For any positive integer $n$, the factorial of $n$, denoted as $n!$, is defined as

$n!=n\times(n−1)\times(n−2)\times...\times2\times1.$

$0!$ is defined as 1, i.e. $0!=1$, though it looks unintutive. However, we can write this formula recursively as follows:

$f(n)=f(n-1)\times n$

$f(0)=0$

Now, for $n=1$, we have $1!=1\times 0!$ and this implies that $0!=1$.

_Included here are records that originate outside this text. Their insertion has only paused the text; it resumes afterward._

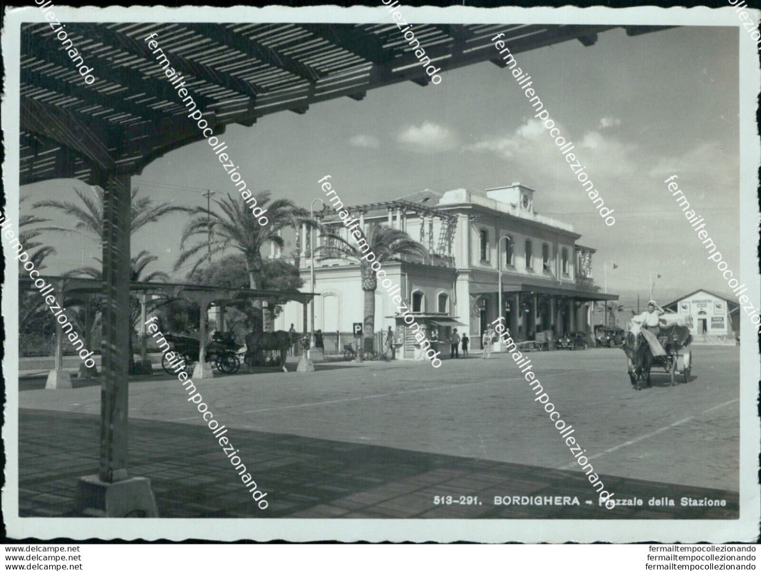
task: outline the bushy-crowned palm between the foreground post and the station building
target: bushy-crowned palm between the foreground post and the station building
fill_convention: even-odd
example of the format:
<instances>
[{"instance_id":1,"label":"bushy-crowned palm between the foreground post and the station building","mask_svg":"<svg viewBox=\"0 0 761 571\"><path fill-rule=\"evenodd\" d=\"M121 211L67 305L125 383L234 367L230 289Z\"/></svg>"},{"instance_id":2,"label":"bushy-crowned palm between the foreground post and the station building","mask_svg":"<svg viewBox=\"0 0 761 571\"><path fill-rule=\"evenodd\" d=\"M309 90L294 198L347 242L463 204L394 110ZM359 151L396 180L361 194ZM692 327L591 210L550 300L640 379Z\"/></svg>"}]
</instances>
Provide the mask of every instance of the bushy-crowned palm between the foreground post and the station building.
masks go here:
<instances>
[{"instance_id":1,"label":"bushy-crowned palm between the foreground post and the station building","mask_svg":"<svg viewBox=\"0 0 761 571\"><path fill-rule=\"evenodd\" d=\"M214 202L219 211L207 211L201 206L193 208L191 211L193 217L183 229L180 240L180 249L183 252L174 264L175 271L189 259L198 256L189 272L192 275L204 262L210 261L213 255L235 249L243 255L250 289L256 290L261 287L263 246L274 243L282 248L285 242L279 236L278 230L299 222L313 224L304 208L299 208L293 201L286 198L270 201L269 196L269 191L256 195L256 204L267 211L269 222L266 226L259 224L244 201L233 198L229 194L227 198L223 196L218 200L215 199ZM185 249L192 238L197 238L199 241ZM253 330L255 332L263 329L262 306L262 300L253 301L255 313Z\"/></svg>"}]
</instances>

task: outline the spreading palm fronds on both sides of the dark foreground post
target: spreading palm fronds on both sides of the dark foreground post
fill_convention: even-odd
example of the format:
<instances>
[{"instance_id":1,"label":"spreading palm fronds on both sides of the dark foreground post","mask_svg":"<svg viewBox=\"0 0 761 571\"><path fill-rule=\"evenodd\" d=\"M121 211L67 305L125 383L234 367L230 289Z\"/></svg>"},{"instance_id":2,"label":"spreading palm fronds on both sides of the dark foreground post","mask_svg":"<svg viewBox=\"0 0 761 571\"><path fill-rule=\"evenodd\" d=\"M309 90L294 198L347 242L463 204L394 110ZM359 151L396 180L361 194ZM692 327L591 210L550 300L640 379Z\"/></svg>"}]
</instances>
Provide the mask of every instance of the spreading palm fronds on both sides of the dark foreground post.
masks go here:
<instances>
[{"instance_id":1,"label":"spreading palm fronds on both sides of the dark foreground post","mask_svg":"<svg viewBox=\"0 0 761 571\"><path fill-rule=\"evenodd\" d=\"M40 230L50 230L51 232L64 232L80 234L93 240L99 246L103 243L103 189L100 186L91 186L94 196L74 189L79 197L81 204L72 201L61 200L43 200L36 202L34 208L55 208L72 217L75 220L74 230L59 226L40 228ZM170 205L169 202L159 202L154 204L150 196L141 196L138 198L140 189L132 189L131 211L129 217L129 235L132 236L142 227L158 222L167 214L172 212L188 212L189 208L184 206Z\"/></svg>"}]
</instances>

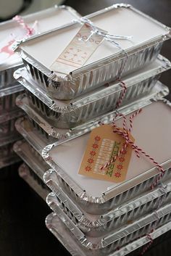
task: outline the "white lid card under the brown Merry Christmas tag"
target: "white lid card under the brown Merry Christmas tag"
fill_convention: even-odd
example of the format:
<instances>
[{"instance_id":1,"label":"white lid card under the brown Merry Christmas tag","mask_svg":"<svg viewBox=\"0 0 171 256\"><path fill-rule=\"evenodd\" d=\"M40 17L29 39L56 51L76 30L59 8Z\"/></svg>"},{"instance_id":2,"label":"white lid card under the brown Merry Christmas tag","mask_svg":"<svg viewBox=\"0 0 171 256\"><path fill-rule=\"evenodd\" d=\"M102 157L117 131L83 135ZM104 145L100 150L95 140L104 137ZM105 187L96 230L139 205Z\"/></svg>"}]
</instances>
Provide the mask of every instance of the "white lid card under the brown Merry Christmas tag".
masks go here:
<instances>
[{"instance_id":1,"label":"white lid card under the brown Merry Christmas tag","mask_svg":"<svg viewBox=\"0 0 171 256\"><path fill-rule=\"evenodd\" d=\"M122 120L118 120L117 125L122 127ZM144 107L141 114L135 117L133 121L132 135L135 138L135 144L150 154L151 157L154 157L159 163L171 159L170 131L171 109L163 102L154 102ZM73 181L78 183L78 186L86 190L87 194L93 197L100 197L109 187L117 187L118 183L99 181L78 175L80 162L86 150L88 136L89 133L55 146L49 151L49 155ZM154 164L149 159L143 156L138 159L135 152L133 152L126 178L127 180L134 178L153 167Z\"/></svg>"}]
</instances>

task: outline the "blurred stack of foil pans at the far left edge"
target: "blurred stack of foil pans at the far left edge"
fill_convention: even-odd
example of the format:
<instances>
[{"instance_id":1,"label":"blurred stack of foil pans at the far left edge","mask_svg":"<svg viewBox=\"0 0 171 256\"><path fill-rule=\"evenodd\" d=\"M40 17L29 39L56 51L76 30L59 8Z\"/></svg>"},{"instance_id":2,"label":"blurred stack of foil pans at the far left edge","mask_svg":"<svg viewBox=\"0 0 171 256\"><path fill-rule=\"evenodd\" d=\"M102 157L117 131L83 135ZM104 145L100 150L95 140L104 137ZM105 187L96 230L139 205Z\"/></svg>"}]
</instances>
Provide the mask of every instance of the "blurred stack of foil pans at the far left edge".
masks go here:
<instances>
[{"instance_id":1,"label":"blurred stack of foil pans at the far left edge","mask_svg":"<svg viewBox=\"0 0 171 256\"><path fill-rule=\"evenodd\" d=\"M80 15L71 7L52 7L23 17L25 24L33 28L33 35L45 33L48 30L61 27ZM25 38L27 31L15 20L0 24L0 168L11 165L19 160L12 152L12 143L20 139L14 122L17 117L24 115L15 104L16 97L23 93L24 88L14 79L13 73L23 66L22 59L12 54L10 47L13 41Z\"/></svg>"}]
</instances>

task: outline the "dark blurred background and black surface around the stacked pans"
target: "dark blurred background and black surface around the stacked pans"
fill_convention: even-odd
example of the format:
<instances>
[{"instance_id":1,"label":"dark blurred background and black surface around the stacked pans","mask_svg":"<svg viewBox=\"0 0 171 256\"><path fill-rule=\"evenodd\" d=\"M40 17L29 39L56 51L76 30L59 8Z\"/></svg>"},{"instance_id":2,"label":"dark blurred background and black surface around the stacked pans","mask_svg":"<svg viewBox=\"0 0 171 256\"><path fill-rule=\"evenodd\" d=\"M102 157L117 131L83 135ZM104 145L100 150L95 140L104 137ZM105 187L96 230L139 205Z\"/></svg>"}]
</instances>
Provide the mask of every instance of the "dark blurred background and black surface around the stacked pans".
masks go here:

The table below shows the values of the factorial for the integers 1 to 16.

$n$ | $n!$ |
---|---|

1 | 1 |

2 | 2 |

3 | 6 |

4 | 24 |

5 | 120 |

6 | 720 |

7 | 5040 |

8 | 40320 |

9 | 362880 |

10 | 3628800 |

11 | 39916800 |

12 | 479001600 |

13 | 6227020800 |

14 | 87178291200 |

15 | 1307674368000 |

16 | 20922789888000 |

## Counting the Trailing Zeros

How do we find the number of trailing zeros in a factorial? For example, when $n$ is 5, $n!$ has 1 trailing zero; when $n$ is 12, $n!$ has 2 trailing zeros; when $n$ is 16, $n!$ has 3 trailing zeros.

Given a positive integer number $n$, how many trailing zeroes are in $n$ factorial?

Bonus: can you implement this in any programming language?